Я приостановился, делая вид, что поправляю перчатку.
— Да какая там рукреция! — Федот плюнул под ноги. — Вон у Семёновых в огороде помидоры чернеют — говорят, от этой травы зараза идет.
— Дурак ты, Федот, — отмахнулся Ермолай.
— Это фитофтора, каждый год в августе…
Я кашлянул, давая знать о своем присутствии. Мужики резко замолчали.
— Ваше сиятельство! — забормотал Ермолай.
— Мы это… насчет уборки…
— Слышал, — кивнул я. — Федот, ты ведь вроде как хлебопекарем раньше работал?
Об этом мне на днях рассказывал Пётр, когда мы с ним пересекались, обсуждая мелкие административные нюансы.
Рыжий мужик насторожился:
— Бывало…
— Завтра с утра к нам должен приехать обоз с мукой — будешь нашим новым пекарем. На всю деревню будешь печь. В плату можешь брать столько хлеба, сколько тебе надо. А если чего-то будет не хватать, то обращайся ко мне напрямую. А насчет удобрений — завтра с утра отправлю водителя в город за селитрой.
Думаю, она стоило копейки, которые не трудно было найти, зато мужики лояльнее станут.
Федот переглянулся с Ермолаем, но промямлил:
— Слушаюсь…
Я двинулся дальше, оставив их обсуждать неожиданное назначение.
Пусть почешут репу — почему барин выбрал самого строптивого. Ведь многие в деревне умели печь хлеб не хуже Федота. Но я-то знал, что именно таких, самых активных, и надо держать поближе к себе.

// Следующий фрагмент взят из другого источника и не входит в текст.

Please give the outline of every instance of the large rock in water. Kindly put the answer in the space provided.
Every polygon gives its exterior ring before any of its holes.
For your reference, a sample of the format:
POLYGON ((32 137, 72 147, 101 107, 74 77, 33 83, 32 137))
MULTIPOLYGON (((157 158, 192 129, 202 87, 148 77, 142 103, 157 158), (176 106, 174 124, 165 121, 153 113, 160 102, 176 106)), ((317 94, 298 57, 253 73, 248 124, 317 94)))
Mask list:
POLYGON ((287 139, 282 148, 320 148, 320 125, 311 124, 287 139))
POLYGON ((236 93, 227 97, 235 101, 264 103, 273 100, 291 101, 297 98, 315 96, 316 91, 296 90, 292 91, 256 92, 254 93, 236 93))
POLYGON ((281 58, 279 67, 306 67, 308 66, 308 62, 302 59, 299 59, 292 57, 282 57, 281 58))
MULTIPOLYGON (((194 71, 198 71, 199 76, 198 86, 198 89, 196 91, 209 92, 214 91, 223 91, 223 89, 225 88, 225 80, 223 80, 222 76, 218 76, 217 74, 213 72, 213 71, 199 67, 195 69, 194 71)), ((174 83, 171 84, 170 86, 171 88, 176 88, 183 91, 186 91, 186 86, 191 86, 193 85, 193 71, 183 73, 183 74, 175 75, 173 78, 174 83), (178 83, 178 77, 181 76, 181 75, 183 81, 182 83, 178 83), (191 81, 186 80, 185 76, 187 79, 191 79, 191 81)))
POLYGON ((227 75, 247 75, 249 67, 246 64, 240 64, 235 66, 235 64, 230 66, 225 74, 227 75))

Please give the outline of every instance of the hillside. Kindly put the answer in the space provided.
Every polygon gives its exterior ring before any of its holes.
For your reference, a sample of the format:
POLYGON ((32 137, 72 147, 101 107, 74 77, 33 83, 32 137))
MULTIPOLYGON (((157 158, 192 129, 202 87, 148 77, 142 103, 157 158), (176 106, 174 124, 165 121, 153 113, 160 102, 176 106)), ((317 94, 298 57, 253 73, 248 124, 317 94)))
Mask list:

Петр сидел в управе, обливаясь потом. На столе громоздились кипы бумаг — ведомости по урожаю.
— Ваше сиятельство! — он вскочил, смахивая со лба пот. — Только что от старосты из Веретьева — у них полсена сгорело. Просят помощи…
Я вздохнул. Конец августа — горячая пора:
— Сколько можем выделить?
— Да если от каждой семьи по копне… но самим в обрез…
— Выделим двадцать возов. Но пусть в ответ на Михайлов день работников пришлют.
Пётр задумался, почесывая щетину:
— Двадцать возов — это почти треть нашего запаса. А если зима будет суровая?
— Тогда будем покупать сено у соседей или сократим поголовье, — пожал я плечами. — Но если сейчас не помочь, в следующий раз никто к нам не поедет, даже за двойную цену.
Пётр кивнул, записывая распоряжение в толстую потрёпанную книгу учёта.
— Ещё вопрос, ваше сиятельство. На мельнице жернова скрипят — старые уже, надо менять. А мельник говорит, что новых в губернии не найти, разве что заказывать в Москве…
— Сколько прослужат нынешние?
— Год, может два, если не перегружать.
— Тогда пока оставим как есть. Осенью разберёмся.
Я присел на краешек стола, разглядывая запылённую карту уезда, висевшую на стене.
Петр, заметив мой интерес, тяжело вздохнул:
— После дождей переправу в сторону Ельцовки совсем развезло. Мужики два дня камни таскали, но пока только заплатки. Надо бы щебень везти, да где его взять… В старом карьере за лесом должен быть, но туда никто не поедет. Все боятся.